Maintain a good credit score.
Your credit score is the tool lenders use to determine if they want to extend you credit and/or loan money to you. The FICO score, developed by the Fair Isaac Corporation, is the most recognized credit evaluation system. Scores, ranging from 300-850, (the higher the better) effect how much credit you will be eligible to receive and even have an impact on the interest rate given (you want a low interest rate). The score is calculated by analyzing five categories...this generates your FICO score.
- Payment history (35%)
- Amount owed (30%)
- Length of credit history (15%)
- Amount of new credit available (10%)
- Types of credit used (10%)
This “magic number” will either open doors for you, or slam them shut! So be proactive and pay your bills on time and in full. A score of 700 or above is generally considered good, while a score of 800 or above is excellent! While most scores tend to fall between 600-750, make it a personal goal to have an excellent credit score. To understand more about the FICO number, check this out.

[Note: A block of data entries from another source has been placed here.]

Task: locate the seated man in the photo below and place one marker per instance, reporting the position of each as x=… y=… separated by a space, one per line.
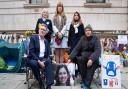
x=39 y=51
x=90 y=49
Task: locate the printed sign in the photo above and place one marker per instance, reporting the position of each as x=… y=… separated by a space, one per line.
x=122 y=39
x=111 y=71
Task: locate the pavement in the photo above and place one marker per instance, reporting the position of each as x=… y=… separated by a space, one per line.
x=17 y=80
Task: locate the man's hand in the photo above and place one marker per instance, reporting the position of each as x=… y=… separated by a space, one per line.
x=41 y=63
x=89 y=63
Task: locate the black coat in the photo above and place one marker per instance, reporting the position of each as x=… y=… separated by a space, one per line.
x=49 y=25
x=34 y=48
x=73 y=37
x=87 y=49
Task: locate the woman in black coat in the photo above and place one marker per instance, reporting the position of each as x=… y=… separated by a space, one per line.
x=89 y=48
x=76 y=31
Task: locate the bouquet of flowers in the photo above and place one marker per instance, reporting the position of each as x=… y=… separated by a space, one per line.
x=58 y=38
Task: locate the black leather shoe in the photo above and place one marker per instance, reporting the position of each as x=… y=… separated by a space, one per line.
x=41 y=85
x=48 y=87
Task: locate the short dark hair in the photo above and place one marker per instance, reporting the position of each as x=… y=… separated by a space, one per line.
x=88 y=27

Monitor your credit report.
Just like lenders are monitoring your credit score, it is important that you monitor your score as well to make sure something hasn’t been falsely reported or someone else isn’t using your credit! You are entitled to a free copy of your credit report every year from The Annual Credit Report Service as required by the Fair Credit Reporting Act. For a small fee, you can also get additional copies of your credit report from major consumer reporting agencies.
Checking your credit score is known as a ‘soft’ inquiry which won’t impact your credit score. But know that if you apply for a loan or credit card, these are known as ‘hard’ inquires and will lower your credit score by as much as 5 points for each ‘hard’ inquiry and will stay on your report for up to 2 years. So, apply for credit wisely! Remember, the name of the game is to raise your credit score!
To wrap it up.
Credit. It’s probably going to be something you deal with all your life so it is to your advantage to understand how all of this works! A few simple rules:
- Live within your means
- Pay your bills on time
- Pay more than the minimum balance due on credit cards or even better, pay the entire balance, monthly
- Live within your means (oh...that must be a really important one!)
- Mix it up and try to utilize all three types of credit
- Pay your bills on time (this is important!)
- Live within your means (yes...)
- If you follow these words of advice, an excellent credit rating is in your future!